Refocusing on the task at hand Ansley searched the cover page until she found the date.

February 16, 2013

Almost exactly a year. The same date as Mira's first drawing.

For the next hour she studied every drawing and poem of Mirabel's in detail. The same shadow but different settings each time.

The hour was coming to a close and even though she still didn't feel physically tired her mental state was questionable. Ansley locked the box and put her things away before returning to Mira's side of the room. Something white caught her eye on the way over. A drawing, the final drawing in the bunch. She sat back down at the old 'workbench' that use to hold their dad's tools and looked over the picture warily. The drawing was an exact replica of the creature she had seen that night.

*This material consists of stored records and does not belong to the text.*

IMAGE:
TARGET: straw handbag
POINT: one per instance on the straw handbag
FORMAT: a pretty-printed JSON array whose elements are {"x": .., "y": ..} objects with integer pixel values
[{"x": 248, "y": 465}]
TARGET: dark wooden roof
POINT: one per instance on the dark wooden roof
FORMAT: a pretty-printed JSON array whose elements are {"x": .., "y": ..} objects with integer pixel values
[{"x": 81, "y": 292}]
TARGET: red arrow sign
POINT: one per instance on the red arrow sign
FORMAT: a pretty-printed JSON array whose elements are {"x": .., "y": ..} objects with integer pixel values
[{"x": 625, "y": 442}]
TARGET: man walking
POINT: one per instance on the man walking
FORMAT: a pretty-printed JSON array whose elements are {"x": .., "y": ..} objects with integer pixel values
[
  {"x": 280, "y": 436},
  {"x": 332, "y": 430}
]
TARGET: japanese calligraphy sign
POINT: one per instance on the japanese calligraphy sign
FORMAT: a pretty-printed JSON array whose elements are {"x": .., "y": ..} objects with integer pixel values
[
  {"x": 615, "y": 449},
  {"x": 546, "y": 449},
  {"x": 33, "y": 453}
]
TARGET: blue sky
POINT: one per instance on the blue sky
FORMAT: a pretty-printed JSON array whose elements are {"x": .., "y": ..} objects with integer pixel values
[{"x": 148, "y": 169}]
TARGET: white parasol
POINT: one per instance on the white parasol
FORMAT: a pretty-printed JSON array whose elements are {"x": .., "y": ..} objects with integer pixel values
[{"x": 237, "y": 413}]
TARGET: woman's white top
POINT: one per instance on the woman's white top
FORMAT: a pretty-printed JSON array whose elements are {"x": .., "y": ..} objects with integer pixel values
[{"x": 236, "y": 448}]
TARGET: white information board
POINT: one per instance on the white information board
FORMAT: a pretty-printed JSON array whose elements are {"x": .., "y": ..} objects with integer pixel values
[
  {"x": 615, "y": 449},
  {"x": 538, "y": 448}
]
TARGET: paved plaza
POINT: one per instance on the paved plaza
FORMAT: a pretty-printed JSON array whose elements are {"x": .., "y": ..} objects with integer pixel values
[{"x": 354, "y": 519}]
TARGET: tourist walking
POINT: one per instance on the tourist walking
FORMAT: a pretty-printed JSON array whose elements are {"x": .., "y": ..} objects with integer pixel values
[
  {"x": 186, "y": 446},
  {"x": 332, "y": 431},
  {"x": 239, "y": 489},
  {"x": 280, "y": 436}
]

As her hands absentmindedly skimmed the large piece of paper she noticed it was smooth and besides a few rough places where you could tell the eraser had been used, Mira had drawn it without difficulty. It scared her to think that Mira knew the look of the creature that well. Dark grey stained her fingertips from the lead of the drawing; she scrubbed her hand on her jeans not wanting to have any of the picture stay with her. (As if it was a choice.)

Ansley focused on her breathing as the familiar panic rose in her once more. The eyes, looking so devoid of anything at all, and yet full of evil, were burned into her brain forever. She would admit Mirabel had most definitely improved when it came to drawing. She had even captured the static around their bodies. The drawings were so intricate that the shadows almost pulsed with life.

Turning away, she was afraid to look back over it for the sheer presence that that one drawing held alone seemed to summon it. And seeing whatever it was again was at the very bottom of her things-I-never-want-to-see-again list right below The Texas Chainsaw Massacre.

Ansley was lost when it came to dying etiquette and protocol but if there was one things she was sure of, it was that Mirabel had seen the creature, and she seen it more than once.